En salles depuis le 14 janvier, Furcy, né libre retrace un combat judiciaire longtemps resté méconnu : celui de Furcy Madeleine, esclave à l’île Bourbon (La Réunion) qui découvre, à la mort de sa mère, une preuve pouvant faire de lui un homme né libre. Abd Al Malik adapte au cinéma l’essai de Mohammed Aïssaoui, L’Affaire de l’esclave Furcy (prix Renaudot essai 2010), et met en scène une bataille qui s’étire sur près de trois décennies, de 1817 à 1845, contre un ordre colonial déterminé à le maintenir en servitude.

Une liberté prouvée sur le papier, contestée dans les faits

Au début du récit, Furcy apprend que sa mère, Madeleine, aurait été affranchie — une information qui, selon le droit français, rendrait son fils libre de naissance. Soutenu par un procureur abolitionniste, Louis Gilbert Boucher, incarné par Romain Duris, il saisit la justice dès 1817. Mais sur l’île, les planteurs et notables font bloc : le film montre comment la puissance économique des colons pèse sur les tribunaux et transforme une procédure en épreuve interminable. Furcy paye cher son audace : déportations, humiliations, menaces… et l’obligation de continuer à vivre comme un “bien” tout en plaidant qu’il est un homme.

Makita Samba joue un Furcy taiseux, solide, usé par la violence mais jamais brisé. Face à lui, Vincent Macaigne campe un maître dont l’autorité se nourrit d’un sentiment de propriété absolu, tandis qu’Ana Girardot incarne Virginie, figure de soutien dans un parcours où la quête d’émancipation devient aussi une lutte collective.

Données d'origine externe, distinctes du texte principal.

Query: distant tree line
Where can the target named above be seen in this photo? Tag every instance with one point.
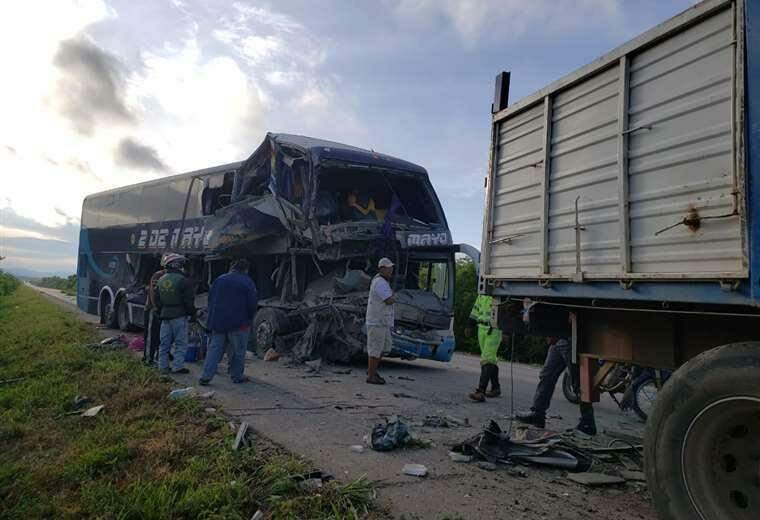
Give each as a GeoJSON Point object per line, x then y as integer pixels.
{"type": "Point", "coordinates": [8, 283]}
{"type": "Point", "coordinates": [66, 285]}
{"type": "Point", "coordinates": [527, 349]}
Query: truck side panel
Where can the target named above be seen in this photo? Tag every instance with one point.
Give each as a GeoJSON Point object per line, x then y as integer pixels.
{"type": "Point", "coordinates": [587, 181]}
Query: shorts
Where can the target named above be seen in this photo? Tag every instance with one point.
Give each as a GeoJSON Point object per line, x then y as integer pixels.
{"type": "Point", "coordinates": [379, 341]}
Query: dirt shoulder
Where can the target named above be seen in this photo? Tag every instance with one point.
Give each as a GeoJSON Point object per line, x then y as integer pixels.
{"type": "Point", "coordinates": [321, 415]}
{"type": "Point", "coordinates": [142, 455]}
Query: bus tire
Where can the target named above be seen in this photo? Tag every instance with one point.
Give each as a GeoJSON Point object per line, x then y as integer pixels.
{"type": "Point", "coordinates": [701, 438]}
{"type": "Point", "coordinates": [107, 312]}
{"type": "Point", "coordinates": [267, 325]}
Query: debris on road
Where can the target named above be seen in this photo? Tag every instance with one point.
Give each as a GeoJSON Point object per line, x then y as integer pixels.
{"type": "Point", "coordinates": [459, 457]}
{"type": "Point", "coordinates": [439, 421]}
{"type": "Point", "coordinates": [240, 437]}
{"type": "Point", "coordinates": [313, 366]}
{"type": "Point", "coordinates": [391, 435]}
{"type": "Point", "coordinates": [92, 412]}
{"type": "Point", "coordinates": [271, 355]}
{"type": "Point", "coordinates": [182, 393]}
{"type": "Point", "coordinates": [633, 476]}
{"type": "Point", "coordinates": [493, 445]}
{"type": "Point", "coordinates": [13, 380]}
{"type": "Point", "coordinates": [414, 470]}
{"type": "Point", "coordinates": [119, 341]}
{"type": "Point", "coordinates": [595, 479]}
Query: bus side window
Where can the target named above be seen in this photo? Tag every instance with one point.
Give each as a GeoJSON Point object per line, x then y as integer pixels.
{"type": "Point", "coordinates": [82, 266]}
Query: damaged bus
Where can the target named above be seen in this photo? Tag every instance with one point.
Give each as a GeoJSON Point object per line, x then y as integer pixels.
{"type": "Point", "coordinates": [312, 217]}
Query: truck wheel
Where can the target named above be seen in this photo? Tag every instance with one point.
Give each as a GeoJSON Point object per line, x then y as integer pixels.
{"type": "Point", "coordinates": [702, 451]}
{"type": "Point", "coordinates": [267, 325]}
{"type": "Point", "coordinates": [644, 397]}
{"type": "Point", "coordinates": [569, 390]}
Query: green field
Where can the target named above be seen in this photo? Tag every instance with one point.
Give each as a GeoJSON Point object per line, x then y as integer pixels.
{"type": "Point", "coordinates": [143, 456]}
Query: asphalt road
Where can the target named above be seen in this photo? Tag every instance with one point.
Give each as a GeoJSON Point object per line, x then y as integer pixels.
{"type": "Point", "coordinates": [321, 415]}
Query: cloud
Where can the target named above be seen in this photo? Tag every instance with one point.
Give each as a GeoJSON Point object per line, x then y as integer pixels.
{"type": "Point", "coordinates": [132, 154]}
{"type": "Point", "coordinates": [90, 91]}
{"type": "Point", "coordinates": [475, 20]}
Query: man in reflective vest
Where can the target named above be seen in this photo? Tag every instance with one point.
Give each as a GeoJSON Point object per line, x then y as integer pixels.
{"type": "Point", "coordinates": [489, 339]}
{"type": "Point", "coordinates": [176, 302]}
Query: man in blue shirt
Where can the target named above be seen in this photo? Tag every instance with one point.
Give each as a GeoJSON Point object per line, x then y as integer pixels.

Un film de procès rythmé par la musique et l’idée d’une mémoire à reconstruire

Abd Al Malik alterne deux mouvements : la contemplation d’une vie d’esclave et la nervosité des audiences, où les mots deviennent des armes. Selon franceinfo, le cinéaste ouvre le film sur un prologue musical, entre slam et maloya, avec la présence de Danyèl Waro, pour installer d’emblée un récit politique autant qu’intime. La mise en scène oppose régulièrement la beauté des paysages et la brutalité du système : plantations, mer, lumière… comme un décor somptueux qui abrite une injustice structurante.

Le film insiste sur un paradoxe central : une France qui brandit la liberté comme principe tout en l’arrachant à certains de ses sujets. Cette tension irrigue la progression du suspense judiciaire, jusqu’à la reconnaissance finale du statut de Furcy par la justice, étape décisive d’un itinéraire qui met à nu les failles d’un empire colonial fondé sur le déni.